SHANGHAI (Reuters) - China’s foreign exchange regulator will this month simplify the rules governing foreign direct investment (FDI), the latest step towards deregulation and market reform under China’s new leadership.
The State Administration of Foreign Exchange (SAFE) will abolish 24 regulations regarding foreign exchange registration, account openings, remittance, and conversions, the agency said in an announcement posted to its website on Saturday.
The move inches China closer to making its currency, the yuan, convertible under the capital account, and follows a previous round of FDI-related deregulation by SAFE in November last year.
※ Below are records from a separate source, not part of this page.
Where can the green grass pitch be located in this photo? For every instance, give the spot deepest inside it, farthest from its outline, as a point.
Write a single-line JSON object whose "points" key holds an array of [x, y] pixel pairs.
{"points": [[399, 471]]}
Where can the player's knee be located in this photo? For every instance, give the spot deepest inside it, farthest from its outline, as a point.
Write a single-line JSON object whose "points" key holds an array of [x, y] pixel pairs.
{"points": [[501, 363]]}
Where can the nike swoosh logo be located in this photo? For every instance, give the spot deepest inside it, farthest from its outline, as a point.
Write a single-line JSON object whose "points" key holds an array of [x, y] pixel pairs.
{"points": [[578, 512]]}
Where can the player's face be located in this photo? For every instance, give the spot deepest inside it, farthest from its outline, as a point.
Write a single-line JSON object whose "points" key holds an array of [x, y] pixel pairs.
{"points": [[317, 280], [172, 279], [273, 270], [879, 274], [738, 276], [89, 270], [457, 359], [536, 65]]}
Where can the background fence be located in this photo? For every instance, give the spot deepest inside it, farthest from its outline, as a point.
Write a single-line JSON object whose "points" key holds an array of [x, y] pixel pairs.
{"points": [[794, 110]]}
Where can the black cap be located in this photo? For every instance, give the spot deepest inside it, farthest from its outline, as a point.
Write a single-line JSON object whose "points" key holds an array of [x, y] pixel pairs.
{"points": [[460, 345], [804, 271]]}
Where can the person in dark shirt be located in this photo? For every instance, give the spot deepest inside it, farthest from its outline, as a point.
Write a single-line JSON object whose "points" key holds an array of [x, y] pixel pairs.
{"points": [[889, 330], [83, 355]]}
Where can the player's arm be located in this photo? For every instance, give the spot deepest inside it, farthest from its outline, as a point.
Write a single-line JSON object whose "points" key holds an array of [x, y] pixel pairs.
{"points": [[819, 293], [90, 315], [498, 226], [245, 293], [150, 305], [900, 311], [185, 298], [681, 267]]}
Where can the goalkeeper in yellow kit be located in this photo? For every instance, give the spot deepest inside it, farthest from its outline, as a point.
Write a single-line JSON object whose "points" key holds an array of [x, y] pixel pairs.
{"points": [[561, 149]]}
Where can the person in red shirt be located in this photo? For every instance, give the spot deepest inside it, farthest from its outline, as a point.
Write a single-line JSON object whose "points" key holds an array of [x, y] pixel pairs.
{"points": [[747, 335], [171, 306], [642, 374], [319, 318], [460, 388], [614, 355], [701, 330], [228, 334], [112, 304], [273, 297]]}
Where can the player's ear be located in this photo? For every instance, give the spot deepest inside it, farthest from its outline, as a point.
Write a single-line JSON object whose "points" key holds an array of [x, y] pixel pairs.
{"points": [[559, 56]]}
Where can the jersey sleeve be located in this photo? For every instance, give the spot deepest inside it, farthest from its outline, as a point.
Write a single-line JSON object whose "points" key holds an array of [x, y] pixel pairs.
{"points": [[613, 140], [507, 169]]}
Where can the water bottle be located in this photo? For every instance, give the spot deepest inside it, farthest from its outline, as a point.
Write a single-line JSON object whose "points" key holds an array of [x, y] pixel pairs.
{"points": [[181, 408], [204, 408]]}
The new rules take effect on May 13.
Premier Li Keqiang told a meeting of the State Council, China’s cabinet, that the government would produce a detailed “operational plan” to achieve capital account convertibility this year, though he did not offer a timeline for convertibility.
Li also called on agencies across the government to cut red tape and cancel unnecessary administrative approvals. SAFE referred to the State Council’s call for deregulation in its announcement on Sunday.
China drew $29.9 billion in foreign direct investment in the first three months of 2013, up 1.4 percent from a year earlier.
That rise put an end to persistently negative year-to-date growth since early 2012 and was mainly driven by investment from U.S. and European companies, according to Ministry of Commerce data.